The effect of each AMASS parameter Above result was based on the hypothesis that all the
peptides belonging to 18 known proteins were positives. But positives with poor quality should be
considered as false positives (FP) with manual validation. So in order to further prove the effect of AMASS
on manual validation result, all of the 22 datasets under common Xcorr filter settings were manually
assigned as true positives (TP) or false positives (FP) according to above manual validation rules [16]. If a
tandem mass spectrum assigned to a peptide meets manual validation rules, the peptide was considered as
true positive (TP) otherwise false positive (FP).

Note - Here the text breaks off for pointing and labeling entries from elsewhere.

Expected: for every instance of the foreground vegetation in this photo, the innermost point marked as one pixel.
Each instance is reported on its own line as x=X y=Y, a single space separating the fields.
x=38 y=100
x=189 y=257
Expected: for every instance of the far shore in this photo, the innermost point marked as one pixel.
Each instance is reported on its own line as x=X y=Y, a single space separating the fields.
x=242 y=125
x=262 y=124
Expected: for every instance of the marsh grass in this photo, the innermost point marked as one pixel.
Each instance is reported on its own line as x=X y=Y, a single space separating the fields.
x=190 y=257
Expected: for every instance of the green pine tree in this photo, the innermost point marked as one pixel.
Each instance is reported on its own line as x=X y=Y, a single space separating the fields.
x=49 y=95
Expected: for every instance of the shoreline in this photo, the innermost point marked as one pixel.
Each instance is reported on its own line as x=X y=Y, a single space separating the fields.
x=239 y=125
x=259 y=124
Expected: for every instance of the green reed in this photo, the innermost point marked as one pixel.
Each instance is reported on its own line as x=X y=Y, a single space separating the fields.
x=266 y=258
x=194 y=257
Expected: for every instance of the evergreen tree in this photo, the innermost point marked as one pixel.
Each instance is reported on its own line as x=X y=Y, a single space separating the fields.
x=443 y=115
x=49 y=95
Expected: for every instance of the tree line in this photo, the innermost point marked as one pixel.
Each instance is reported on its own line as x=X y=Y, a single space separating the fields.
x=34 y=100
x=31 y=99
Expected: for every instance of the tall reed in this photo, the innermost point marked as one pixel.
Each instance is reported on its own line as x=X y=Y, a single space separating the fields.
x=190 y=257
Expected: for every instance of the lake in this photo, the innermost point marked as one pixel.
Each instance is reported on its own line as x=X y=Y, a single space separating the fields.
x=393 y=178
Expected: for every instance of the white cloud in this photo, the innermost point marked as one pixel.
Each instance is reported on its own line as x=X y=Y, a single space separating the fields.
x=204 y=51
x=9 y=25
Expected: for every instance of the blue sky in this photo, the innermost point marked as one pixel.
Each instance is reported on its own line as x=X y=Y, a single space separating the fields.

In order to evaluate different effect of each AMASS parameter, according our experience the tandem
mass spectra assigned to FP were classified into three categories. The first category was poor fragmentation,
with much of the ion current in few major peaks. The second one was noisy spectra which had low signal to
noise ratio. The third one was false interpretation, which had major peaks and good signal to noise ratio, but
most of matched ions were noises. The final list of TP assignments consisted of 1295 peptides, confidently
identified in the mixture. The list of FP assignments contains 233 peptide hits by SEQUEST (73, 81, 79 to
the third categories negatives, respectively). We assigned less number of TP peptide identification than
Keller’s result [10]. The reason was that they assigned all the outputs to peptide identification without any
filter, while we only assigned the peptide passing common Xcorr filter.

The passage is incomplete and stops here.